The turmoil in Asia has helped cool investment in mortgage-backed securities.
Portfolio managers said the economic crisis overseas could push interest rates lower in the United States, worsening the risk that the loans backing the securities will be prepaid.
"We've underweighted mortgages and moved into Treasuries," said Leslie A. Falconio, assistant vice president at Oppenheimer Funds.
Ms. Falconio co-manages $1.5 billion invested in mortgage-backed securities and Treasuries in two Oppenheimer funds: the Limited Term Government Fund, a shorter-duration fund, and the U.S. Government Fund, which is of intermediate duration. Both funds' portfolios looked substantially different six months ago, she said.
"We'll never hold a position in something that is really refinanceable," she said. "We don't want to take the risk of holding something that has very high prepayment risk in collateral."
OppenheimerFunds uses a "barbell approach" that mitigates prepayment risk by holding discount collateral and high coupon collateral, said Ms. Falconio.
Six months ago the fund was invested heavily in higher-coupon collateral and collateralized mortgage obligations, with most holdings out of the refinancing range, she said.
By September 1997, the focus was shifted down the coupon curve to maintain longer-duration funds. During the past three months, Oppenheimer Funds have been trying to decrease price compression.
Oppenheimer expects that Treasury yields will rise again as the Asian crisis "becomes a little mitigated" after the first quarter, she said. She predicts that attention will turn to the domestic economy and the low inflation, strong growth, and tight labor markets in the United States.

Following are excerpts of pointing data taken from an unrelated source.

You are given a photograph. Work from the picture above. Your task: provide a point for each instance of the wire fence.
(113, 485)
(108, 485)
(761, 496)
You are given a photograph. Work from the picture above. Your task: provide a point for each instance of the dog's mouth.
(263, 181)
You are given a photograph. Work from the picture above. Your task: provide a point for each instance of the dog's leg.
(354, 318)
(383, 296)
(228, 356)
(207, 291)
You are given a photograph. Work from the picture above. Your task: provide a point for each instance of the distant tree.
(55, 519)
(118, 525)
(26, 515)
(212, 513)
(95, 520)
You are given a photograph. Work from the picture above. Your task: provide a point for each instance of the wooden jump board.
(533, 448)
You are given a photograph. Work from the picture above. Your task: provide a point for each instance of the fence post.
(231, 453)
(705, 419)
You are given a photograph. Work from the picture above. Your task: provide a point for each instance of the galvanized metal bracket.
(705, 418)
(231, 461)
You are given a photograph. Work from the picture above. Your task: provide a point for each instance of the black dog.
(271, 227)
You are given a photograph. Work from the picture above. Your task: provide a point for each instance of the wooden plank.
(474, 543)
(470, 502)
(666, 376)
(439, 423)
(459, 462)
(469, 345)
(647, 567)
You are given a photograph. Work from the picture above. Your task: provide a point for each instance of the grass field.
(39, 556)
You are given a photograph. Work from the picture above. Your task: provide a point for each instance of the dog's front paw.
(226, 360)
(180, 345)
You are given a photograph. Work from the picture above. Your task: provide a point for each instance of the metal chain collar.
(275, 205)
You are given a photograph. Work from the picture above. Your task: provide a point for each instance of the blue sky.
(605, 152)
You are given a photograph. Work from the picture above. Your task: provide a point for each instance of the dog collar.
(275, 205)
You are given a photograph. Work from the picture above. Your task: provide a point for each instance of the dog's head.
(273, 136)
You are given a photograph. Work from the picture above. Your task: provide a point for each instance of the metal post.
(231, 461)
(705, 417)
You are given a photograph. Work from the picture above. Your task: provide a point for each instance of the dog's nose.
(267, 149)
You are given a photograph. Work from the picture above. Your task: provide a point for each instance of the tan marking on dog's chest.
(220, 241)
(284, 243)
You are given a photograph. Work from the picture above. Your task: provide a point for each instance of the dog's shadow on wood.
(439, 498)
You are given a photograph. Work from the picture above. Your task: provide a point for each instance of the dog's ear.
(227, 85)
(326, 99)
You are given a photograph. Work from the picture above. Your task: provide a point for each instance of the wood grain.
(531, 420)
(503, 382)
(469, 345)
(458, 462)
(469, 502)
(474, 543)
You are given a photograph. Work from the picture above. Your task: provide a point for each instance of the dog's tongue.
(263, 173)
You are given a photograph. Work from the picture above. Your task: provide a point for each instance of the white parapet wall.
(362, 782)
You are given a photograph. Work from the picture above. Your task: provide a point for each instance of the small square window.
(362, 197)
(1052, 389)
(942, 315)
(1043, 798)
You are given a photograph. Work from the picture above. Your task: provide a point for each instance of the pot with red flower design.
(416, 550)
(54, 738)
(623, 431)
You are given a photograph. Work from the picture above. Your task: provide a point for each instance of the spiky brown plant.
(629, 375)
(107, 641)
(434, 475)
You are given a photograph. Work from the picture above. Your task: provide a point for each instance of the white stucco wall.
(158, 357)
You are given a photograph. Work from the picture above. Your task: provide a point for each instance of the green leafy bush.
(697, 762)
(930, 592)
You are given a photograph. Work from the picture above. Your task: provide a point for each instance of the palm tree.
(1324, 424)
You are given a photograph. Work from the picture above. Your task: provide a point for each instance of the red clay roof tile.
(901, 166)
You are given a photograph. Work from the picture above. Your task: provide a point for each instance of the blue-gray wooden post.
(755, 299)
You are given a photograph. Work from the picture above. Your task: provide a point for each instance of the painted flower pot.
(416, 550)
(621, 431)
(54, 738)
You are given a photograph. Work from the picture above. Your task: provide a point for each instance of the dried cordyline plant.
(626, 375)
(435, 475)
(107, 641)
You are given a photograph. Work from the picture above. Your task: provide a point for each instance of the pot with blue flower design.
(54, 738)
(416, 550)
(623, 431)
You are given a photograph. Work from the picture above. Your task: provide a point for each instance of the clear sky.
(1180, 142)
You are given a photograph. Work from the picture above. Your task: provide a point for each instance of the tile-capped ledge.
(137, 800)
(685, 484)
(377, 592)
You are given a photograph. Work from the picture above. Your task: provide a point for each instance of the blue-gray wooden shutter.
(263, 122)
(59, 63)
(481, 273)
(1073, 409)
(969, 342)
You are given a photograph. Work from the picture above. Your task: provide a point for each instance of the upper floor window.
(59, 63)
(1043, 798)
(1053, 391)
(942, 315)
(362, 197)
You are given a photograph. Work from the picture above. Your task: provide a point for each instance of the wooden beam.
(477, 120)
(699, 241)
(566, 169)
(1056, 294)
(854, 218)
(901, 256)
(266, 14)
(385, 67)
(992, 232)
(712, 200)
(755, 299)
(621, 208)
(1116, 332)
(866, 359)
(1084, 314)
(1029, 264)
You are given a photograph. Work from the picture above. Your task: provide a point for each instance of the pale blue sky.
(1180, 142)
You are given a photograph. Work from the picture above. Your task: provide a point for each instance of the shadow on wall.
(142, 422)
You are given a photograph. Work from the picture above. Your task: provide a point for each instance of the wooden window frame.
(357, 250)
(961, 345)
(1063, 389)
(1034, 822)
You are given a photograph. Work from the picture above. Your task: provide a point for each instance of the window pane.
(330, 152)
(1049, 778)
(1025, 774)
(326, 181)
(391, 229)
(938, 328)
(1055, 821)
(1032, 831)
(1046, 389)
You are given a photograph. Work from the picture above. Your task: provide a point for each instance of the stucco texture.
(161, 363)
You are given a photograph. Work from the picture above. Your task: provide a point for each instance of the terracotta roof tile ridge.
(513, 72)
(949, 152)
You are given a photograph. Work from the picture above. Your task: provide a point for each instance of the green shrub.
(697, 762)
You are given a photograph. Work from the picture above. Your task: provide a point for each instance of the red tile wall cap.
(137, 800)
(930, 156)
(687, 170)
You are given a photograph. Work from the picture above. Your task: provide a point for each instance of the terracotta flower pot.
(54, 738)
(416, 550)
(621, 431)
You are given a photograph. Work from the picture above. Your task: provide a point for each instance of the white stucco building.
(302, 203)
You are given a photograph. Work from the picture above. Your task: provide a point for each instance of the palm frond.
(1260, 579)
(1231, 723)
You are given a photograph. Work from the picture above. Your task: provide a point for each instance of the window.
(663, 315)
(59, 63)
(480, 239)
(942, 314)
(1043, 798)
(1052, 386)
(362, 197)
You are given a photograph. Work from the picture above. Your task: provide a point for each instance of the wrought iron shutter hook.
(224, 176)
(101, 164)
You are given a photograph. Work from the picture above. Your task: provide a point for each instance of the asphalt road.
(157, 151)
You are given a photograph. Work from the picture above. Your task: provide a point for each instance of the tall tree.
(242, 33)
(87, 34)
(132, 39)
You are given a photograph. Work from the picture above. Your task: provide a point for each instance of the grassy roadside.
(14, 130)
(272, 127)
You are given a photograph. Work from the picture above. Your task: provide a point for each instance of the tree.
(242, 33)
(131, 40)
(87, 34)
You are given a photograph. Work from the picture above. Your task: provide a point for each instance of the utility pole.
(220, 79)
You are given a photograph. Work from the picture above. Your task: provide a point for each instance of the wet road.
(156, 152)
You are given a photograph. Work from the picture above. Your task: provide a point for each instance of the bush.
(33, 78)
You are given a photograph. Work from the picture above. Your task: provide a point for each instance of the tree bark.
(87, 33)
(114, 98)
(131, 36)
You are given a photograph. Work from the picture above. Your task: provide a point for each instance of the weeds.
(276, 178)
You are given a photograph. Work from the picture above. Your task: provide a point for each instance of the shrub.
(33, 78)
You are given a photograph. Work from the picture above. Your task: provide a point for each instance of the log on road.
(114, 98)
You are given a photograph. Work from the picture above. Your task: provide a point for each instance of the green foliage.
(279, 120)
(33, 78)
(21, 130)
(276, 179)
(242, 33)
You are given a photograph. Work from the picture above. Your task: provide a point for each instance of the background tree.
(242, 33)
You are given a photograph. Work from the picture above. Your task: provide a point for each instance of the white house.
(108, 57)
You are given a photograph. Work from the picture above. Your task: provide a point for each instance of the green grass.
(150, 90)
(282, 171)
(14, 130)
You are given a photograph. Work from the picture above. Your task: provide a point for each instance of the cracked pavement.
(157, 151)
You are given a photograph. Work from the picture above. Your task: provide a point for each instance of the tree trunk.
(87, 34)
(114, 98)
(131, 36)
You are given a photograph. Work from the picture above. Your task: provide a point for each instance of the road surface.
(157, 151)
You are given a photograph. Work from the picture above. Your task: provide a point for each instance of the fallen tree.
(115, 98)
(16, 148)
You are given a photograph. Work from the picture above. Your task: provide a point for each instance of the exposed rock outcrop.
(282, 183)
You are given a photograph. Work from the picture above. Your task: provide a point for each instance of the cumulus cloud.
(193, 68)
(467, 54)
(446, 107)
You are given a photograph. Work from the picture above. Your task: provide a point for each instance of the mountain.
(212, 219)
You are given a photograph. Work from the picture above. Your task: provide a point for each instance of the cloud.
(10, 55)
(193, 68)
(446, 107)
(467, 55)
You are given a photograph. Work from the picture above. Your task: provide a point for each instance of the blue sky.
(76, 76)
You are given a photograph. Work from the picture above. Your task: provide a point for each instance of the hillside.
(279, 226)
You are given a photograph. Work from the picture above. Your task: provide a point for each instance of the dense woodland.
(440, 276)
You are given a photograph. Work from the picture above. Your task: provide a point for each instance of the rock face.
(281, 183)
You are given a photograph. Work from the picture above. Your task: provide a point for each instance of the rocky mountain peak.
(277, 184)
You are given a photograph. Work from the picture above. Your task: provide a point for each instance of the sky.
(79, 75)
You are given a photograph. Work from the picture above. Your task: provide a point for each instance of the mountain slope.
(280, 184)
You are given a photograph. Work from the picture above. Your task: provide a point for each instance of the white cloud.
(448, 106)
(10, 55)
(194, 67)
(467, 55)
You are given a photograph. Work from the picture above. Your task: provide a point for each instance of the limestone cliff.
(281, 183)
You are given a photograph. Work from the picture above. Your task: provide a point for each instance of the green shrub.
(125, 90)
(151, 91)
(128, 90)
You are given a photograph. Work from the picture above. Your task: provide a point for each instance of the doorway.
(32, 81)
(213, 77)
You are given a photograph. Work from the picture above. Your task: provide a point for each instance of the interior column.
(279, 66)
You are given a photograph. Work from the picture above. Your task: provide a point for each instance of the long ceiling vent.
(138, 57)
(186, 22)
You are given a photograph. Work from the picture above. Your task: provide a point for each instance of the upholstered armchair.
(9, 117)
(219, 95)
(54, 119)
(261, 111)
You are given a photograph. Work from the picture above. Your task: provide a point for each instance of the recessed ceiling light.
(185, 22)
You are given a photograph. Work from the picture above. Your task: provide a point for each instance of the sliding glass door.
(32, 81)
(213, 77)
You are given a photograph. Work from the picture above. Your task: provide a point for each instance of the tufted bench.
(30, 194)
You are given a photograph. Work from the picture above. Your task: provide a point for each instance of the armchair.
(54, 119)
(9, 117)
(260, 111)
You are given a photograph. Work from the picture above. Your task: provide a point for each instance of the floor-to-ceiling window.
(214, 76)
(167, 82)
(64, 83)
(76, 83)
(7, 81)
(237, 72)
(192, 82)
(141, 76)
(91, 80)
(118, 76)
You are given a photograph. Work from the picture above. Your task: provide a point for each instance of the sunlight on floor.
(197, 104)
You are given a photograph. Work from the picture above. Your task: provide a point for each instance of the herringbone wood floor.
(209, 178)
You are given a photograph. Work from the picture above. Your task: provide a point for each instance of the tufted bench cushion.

"We're going to go from underweight to somewhat neutral, even given the market rally, because we think that people are going to have a lot more money to invest,"she said.
Franklin Templeton Group in San Mateo, Calif., has kept an eye on mortgage prepayments, especially for the Franklin Adjustable U.S. Government Securities Fund which invests heavily in adjustable-rate, mortgage-backed securities, said T. Anthony Coffey, portfolio manager.
"Asia and low inflation argue for lower rates and the extent to which the situation in Asia impacts domestically could certainly carry the day," he said. "On the other hand, you have consistently strong demand in the U.S."
Mr. Coffey uses a buy-and-hold strategy. "A lot of the securities that we owned are relatively seasoned securities, in excess of five years," he said.
"Our view right now is somewhat that we're going to be in a trading range over the near term."